Can Static Equilibrium Be Maintained Without Friction in This Beam Scenario?

[Corey]

A uniform vertical beam of mass 40 kg is acted on by a horizontal force of 520 N at its top and is held, in the vertical position, by a cable as shown.

a) Draw a free-body diagram for the beam, clearly labeling all of the forces acting on it.

b)Calculate the tension in the cable?

c)Determine the reaction forces acting on the beam by the ground?


Sorry I could not post the picture but its a vertical beam that is 5 m long and the force is coming out at the horizontal at the top of the beam. The cable is connected 3 m up the beam with a theta of 28 degrees.

Formulas:

Fx=0
Fy=0
Torque=0

So what I have done is broken the components of tension into its x and y components. Horizontally it is Tcos theta and vertically it is Tsin tetha

so:

Fy=0
Fn-mg-Tsin theta= 0
Tsin theta=0 (because Fn and mg as equal and opposite)

Fx=0
F- Tcos theta=0
F= Tcos theta
T= F / cos 28
T= 588.93


is this correct for the part b? Not using the torque equation is kind of throwing me off because of how it is connected. Any suggestions on if I did it right or not?

 

[Nathanael]

The cable is connected 3 m up the beam with a theta of 28 degrees.

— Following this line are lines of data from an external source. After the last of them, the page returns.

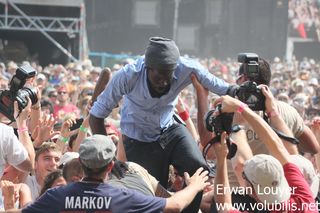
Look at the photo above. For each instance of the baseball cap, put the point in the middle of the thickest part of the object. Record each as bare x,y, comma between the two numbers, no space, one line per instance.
162,54
68,156
97,151
41,76
308,172
266,174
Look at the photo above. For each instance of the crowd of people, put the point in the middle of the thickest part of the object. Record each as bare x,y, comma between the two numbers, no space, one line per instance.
134,141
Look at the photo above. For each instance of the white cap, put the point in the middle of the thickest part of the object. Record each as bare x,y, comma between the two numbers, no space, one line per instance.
266,174
68,156
41,76
308,172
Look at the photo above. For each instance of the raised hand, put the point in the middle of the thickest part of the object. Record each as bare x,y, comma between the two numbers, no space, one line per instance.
198,179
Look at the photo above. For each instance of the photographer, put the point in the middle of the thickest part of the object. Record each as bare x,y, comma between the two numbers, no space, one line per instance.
150,87
262,171
293,120
13,151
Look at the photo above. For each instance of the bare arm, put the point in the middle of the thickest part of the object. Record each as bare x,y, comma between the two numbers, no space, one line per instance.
183,198
277,122
35,112
81,134
264,131
308,141
24,137
221,181
121,153
97,125
243,153
189,124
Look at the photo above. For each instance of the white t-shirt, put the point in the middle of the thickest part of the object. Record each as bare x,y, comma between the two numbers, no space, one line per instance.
11,149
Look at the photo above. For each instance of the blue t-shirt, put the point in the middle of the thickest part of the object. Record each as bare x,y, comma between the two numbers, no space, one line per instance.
144,117
84,197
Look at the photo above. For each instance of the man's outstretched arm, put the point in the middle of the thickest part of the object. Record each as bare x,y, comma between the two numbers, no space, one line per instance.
97,125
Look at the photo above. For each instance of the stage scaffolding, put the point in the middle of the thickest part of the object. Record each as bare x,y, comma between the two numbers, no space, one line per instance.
17,19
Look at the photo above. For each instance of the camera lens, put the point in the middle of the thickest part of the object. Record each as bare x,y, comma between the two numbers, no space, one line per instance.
22,95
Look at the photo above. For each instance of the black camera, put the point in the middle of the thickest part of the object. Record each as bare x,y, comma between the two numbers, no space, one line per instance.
218,122
250,64
18,92
248,92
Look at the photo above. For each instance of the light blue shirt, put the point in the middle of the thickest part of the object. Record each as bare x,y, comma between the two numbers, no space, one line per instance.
142,116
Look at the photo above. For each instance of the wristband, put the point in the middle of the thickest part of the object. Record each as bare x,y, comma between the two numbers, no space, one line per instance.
83,129
241,107
63,139
273,113
36,107
23,129
184,115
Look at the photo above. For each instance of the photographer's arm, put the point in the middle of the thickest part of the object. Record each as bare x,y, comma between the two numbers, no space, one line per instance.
264,131
243,153
24,138
35,114
308,141
202,102
221,182
276,121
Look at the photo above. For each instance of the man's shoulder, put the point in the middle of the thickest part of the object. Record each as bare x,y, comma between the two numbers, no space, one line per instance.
189,62
284,105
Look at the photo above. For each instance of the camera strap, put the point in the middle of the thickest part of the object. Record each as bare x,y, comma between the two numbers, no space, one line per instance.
286,138
281,135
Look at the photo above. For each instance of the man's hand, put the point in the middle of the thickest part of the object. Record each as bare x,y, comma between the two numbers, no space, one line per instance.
198,180
22,116
228,104
44,130
270,100
221,149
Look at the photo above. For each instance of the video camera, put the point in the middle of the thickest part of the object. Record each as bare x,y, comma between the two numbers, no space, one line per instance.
248,92
18,92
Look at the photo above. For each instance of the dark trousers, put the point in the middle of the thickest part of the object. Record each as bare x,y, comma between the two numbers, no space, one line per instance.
175,146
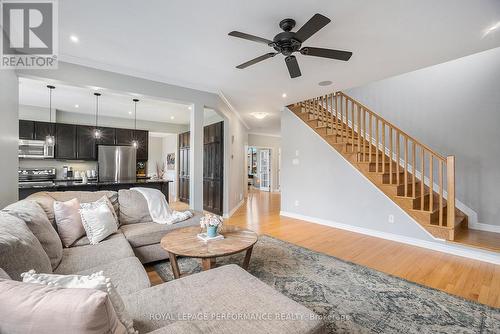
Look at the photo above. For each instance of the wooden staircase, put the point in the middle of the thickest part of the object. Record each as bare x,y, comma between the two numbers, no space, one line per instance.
419,180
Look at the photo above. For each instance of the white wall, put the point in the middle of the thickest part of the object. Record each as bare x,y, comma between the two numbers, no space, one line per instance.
325,186
9,137
155,154
274,143
454,108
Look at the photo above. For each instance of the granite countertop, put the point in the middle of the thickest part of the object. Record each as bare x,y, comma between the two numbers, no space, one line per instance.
73,183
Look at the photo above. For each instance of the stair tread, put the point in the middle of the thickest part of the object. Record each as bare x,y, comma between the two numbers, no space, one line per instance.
479,239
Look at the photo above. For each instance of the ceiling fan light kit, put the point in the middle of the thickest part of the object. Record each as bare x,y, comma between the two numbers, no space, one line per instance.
289,42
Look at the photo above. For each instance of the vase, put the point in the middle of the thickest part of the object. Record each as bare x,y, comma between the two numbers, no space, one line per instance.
212,231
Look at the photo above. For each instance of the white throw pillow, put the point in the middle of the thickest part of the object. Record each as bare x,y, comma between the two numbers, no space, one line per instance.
98,221
95,281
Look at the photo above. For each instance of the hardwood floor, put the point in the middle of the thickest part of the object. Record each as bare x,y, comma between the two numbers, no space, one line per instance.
470,279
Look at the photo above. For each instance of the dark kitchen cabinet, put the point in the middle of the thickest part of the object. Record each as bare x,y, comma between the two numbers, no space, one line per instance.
65,142
44,129
183,157
124,136
107,136
85,143
142,138
213,162
26,129
77,142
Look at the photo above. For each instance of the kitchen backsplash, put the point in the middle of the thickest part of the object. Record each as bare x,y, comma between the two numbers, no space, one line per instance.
58,164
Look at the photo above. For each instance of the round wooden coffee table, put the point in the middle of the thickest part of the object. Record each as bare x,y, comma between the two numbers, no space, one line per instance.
185,242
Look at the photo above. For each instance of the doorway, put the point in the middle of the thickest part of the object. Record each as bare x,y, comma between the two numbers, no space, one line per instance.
259,168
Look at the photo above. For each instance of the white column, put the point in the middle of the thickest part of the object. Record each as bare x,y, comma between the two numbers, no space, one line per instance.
196,157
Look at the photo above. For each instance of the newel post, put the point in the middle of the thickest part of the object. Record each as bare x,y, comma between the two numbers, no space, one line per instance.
450,175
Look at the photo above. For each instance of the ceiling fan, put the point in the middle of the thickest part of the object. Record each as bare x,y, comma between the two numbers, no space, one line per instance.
288,42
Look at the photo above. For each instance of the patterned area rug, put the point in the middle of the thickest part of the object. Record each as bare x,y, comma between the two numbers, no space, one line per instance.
352,298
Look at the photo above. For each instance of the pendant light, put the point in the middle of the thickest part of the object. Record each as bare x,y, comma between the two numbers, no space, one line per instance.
135,143
97,132
49,139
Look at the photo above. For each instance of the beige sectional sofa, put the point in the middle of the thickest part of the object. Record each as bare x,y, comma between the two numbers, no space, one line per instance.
222,300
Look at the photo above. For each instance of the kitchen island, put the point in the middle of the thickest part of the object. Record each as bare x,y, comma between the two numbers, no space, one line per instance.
71,185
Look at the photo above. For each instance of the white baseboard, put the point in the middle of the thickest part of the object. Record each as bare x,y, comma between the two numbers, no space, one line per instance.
228,215
440,246
484,227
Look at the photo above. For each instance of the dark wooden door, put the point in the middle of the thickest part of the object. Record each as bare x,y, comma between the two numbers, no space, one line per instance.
26,129
124,136
183,163
213,162
142,138
44,129
85,143
65,141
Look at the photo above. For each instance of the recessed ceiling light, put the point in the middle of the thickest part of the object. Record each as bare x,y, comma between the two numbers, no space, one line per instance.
259,115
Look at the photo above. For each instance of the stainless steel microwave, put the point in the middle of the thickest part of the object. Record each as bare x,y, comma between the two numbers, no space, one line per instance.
35,149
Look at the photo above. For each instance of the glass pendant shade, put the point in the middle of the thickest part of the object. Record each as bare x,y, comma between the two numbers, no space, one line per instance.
97,131
50,140
135,143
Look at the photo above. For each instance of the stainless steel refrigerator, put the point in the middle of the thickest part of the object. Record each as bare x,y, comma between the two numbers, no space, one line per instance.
117,163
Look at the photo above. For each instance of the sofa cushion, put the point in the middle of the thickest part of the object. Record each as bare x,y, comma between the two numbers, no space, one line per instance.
133,207
179,327
68,221
46,199
228,290
3,274
36,308
142,234
98,220
80,258
83,241
95,280
20,250
36,220
128,275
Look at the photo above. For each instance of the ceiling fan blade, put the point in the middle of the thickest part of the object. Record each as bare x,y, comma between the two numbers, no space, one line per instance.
256,60
293,66
311,27
249,37
326,53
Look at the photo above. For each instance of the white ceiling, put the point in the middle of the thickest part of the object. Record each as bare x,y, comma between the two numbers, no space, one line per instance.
33,92
185,43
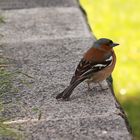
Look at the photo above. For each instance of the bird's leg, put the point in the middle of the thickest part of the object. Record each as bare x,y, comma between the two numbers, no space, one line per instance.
89,88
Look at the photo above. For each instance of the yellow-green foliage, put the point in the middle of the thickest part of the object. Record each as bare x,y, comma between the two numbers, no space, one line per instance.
119,20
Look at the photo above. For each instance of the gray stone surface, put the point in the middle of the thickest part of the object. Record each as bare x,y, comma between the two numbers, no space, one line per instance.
42,23
43,46
19,4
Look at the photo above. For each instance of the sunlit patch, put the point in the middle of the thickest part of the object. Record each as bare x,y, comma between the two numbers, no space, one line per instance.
123,91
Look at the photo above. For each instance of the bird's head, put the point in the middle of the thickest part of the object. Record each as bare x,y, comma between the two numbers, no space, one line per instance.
105,44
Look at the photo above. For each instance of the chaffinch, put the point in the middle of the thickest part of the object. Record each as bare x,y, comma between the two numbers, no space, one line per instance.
96,65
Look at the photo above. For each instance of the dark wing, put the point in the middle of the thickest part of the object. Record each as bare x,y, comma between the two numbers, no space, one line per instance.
86,68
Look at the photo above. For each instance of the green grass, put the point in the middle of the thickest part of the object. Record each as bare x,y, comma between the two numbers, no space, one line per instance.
119,21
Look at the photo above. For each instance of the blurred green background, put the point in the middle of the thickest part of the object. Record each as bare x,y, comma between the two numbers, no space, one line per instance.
119,20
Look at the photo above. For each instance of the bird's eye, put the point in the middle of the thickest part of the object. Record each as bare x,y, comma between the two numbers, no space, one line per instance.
110,42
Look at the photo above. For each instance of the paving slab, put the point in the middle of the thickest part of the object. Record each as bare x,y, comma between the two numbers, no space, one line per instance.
20,4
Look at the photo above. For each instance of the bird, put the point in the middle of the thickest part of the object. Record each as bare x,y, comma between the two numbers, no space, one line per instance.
96,65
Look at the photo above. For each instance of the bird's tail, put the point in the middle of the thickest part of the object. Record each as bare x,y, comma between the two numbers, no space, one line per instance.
68,91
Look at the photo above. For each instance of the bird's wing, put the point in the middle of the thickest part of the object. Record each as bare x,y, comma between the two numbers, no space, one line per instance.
86,68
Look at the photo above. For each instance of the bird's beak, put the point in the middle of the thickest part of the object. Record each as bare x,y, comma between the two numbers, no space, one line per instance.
114,44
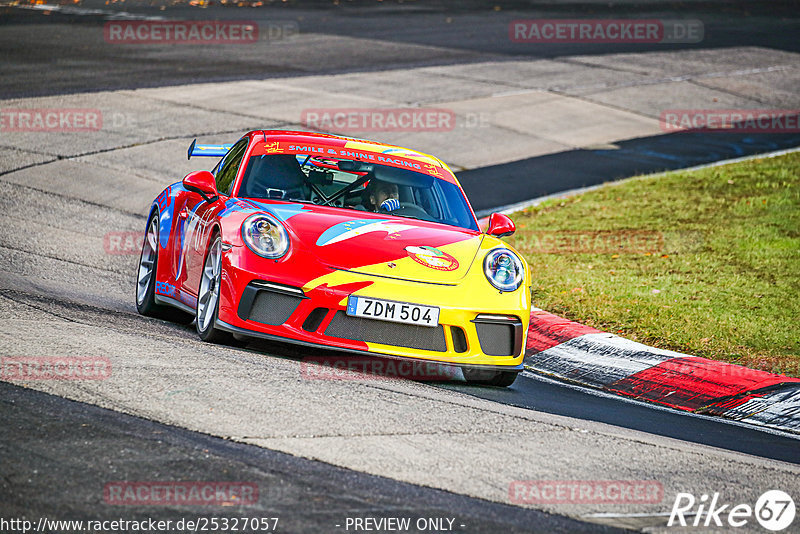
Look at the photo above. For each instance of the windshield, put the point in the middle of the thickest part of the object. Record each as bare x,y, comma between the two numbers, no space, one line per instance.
355,185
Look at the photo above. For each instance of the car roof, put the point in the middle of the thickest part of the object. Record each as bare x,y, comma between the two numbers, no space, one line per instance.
288,141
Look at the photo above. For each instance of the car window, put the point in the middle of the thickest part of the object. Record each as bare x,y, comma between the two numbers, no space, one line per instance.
226,170
344,183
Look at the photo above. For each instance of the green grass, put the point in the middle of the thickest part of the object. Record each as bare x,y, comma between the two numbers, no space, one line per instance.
715,271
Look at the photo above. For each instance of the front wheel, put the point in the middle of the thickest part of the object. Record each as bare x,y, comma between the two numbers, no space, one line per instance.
208,296
481,377
146,280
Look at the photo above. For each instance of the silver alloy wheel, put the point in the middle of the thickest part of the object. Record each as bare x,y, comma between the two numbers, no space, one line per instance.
148,260
209,286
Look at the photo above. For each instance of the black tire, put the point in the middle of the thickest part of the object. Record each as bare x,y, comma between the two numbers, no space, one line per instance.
205,328
481,377
145,294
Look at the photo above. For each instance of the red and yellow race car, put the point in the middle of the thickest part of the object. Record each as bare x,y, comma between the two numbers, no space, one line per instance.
339,243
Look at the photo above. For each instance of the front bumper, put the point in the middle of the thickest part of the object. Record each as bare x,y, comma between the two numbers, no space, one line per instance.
489,336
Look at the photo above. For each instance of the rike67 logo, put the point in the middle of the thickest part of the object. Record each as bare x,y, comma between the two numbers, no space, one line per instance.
774,511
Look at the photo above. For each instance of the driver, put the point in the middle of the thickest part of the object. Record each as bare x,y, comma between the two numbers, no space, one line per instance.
382,195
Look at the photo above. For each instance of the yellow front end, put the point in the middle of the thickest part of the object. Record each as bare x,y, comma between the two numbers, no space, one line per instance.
480,325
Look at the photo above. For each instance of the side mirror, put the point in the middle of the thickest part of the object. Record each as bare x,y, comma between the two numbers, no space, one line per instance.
500,225
202,182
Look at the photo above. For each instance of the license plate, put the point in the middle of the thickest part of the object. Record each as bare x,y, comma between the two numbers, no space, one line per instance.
396,312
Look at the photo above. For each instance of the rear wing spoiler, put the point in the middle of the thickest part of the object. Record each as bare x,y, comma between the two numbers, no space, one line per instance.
214,151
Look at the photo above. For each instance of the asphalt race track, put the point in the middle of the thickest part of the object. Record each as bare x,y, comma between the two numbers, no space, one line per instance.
323,451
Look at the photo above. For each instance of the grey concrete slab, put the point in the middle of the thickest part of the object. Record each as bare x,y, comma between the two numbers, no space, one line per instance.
91,183
777,88
569,121
11,159
652,100
122,119
543,74
692,62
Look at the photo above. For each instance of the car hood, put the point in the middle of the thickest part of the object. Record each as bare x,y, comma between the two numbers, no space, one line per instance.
378,244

Do you mean 28 degrees above the horizontal? (An angle is meaningless unless related to something)

 

[Nathanael]

Fx=0
F- Tcos theta=0
F= Tcos theta
T= F / cos 28
T= 588.93is this correct for the part b? Not using the torque equation is kind of throwing me off because of how it is connected. Any suggestions on if I did it right or not?

There is torque involved. You should have put Torque = 0 (instead of: horizontal force = 0)

EDIT:
The horizontal force = 0 is for part C

Torque = 0 is what applies to part B

 

[Corey]

Sorry about that, yes it is 28 degrees above the horizontal

 

[Corey]

I just thought it would be unnecessary because we could of isolated T already but:

T=0
choosing the bottom portion of the beam as the pivot point

T=0
F(x) - Tcos Theta (x)=0
Fx= Tcos theta (x)
540N (5m) = T cos (28) (3m)
T=1019

 

[Nathanael]

Fy=0
Fn-mg-Tsin theta= 0
Tsin theta=0 (because Fn and mg as equal and opposite)

If Tsin(θ) = 0 then T=0 which isn't true.

The flaw in your reasoning is that F_n and mg are not equal and opposite. F_n is less than mg because some of the weight is "taken off" by Tsin(θ)
(Imagine holding something so that it just barely touches the ground. It will be touching the ground, but it's weight will be supported by your hand, so F_n would be zero. Same thing applies here, except Tsin(θ) only supports some of the weight, not all of it.)

 

[SammyS]

I just thought it would be unnecessary because we could of isolated T already but:

T=0
choosing the bottom portion of the beam as the pivot point

T=0
F(x) - Tcos Theta (x)=0
Fx= Tcos theta (x)
540N (5m) = T cos (28) (3m)
T=1019

How can T have such different answers?

Is T torque, or is it tension ?

 

[Corey]

dont you have to use the torque equation to isolate the tension aspect and then solve?

 

[Nathanael]

dont you have to use the torque equation to isolate the tension aspect and then solve?

What SammyS was saying is that you used the same symbol (T) for two different meanings (Torque and Tension)

 

[Corey]

"(Imagine holding something so that it just barely touches the ground. It will be touching the ground, but it's weight will be supported by your hand, so Fn would be zero. Same thing applies here, except Tsin(θ) only supports some of the weight, not all of it.)"

so then wouldn't my original answer still be correct then? Because we do not know the value of Fn and the only two components of the horizontal direction is the F and T cos theta in which we can isolated for T

 

[Nathanael]

so then wouldn't my original answer still be correct then? Because we do not know the value of Fn and the only two components of the horizontal direction is the F and T cos theta in which we can isolated for T

What about the static friction between the ground and the pole, isn't that another horizontal force?Edit:

Fy=0
Fn-mg-Tsin theta= 0

Another mistake is that Tsin(θ) should be positive (it's in the same direction as F_n)

So:
F_n = mg - Tsin(θ)

 

[Corey]

the question gave no indication of friction or any coefficients of kinetic or static friction so I do not think there would be any additional ground forces

 

[Nathanael]

the question gave no indication of friction or any coefficients of kinetic or static friction so I do not think there would be any additional ground forces

You don't need to know the coefficient of static friction as long as you assume that it's not being overcome.


Is it possible to solve the problem without static friction? You could choose the tension so that there's no rotation, but then there would be a net horizontal force and the beam would move (horizontally)

Or you could choose the tension so there's no net horizontal force, but then there would be a net torque and the beam would rotate.


Is it possible to have the beam not rotate and not move without static friction?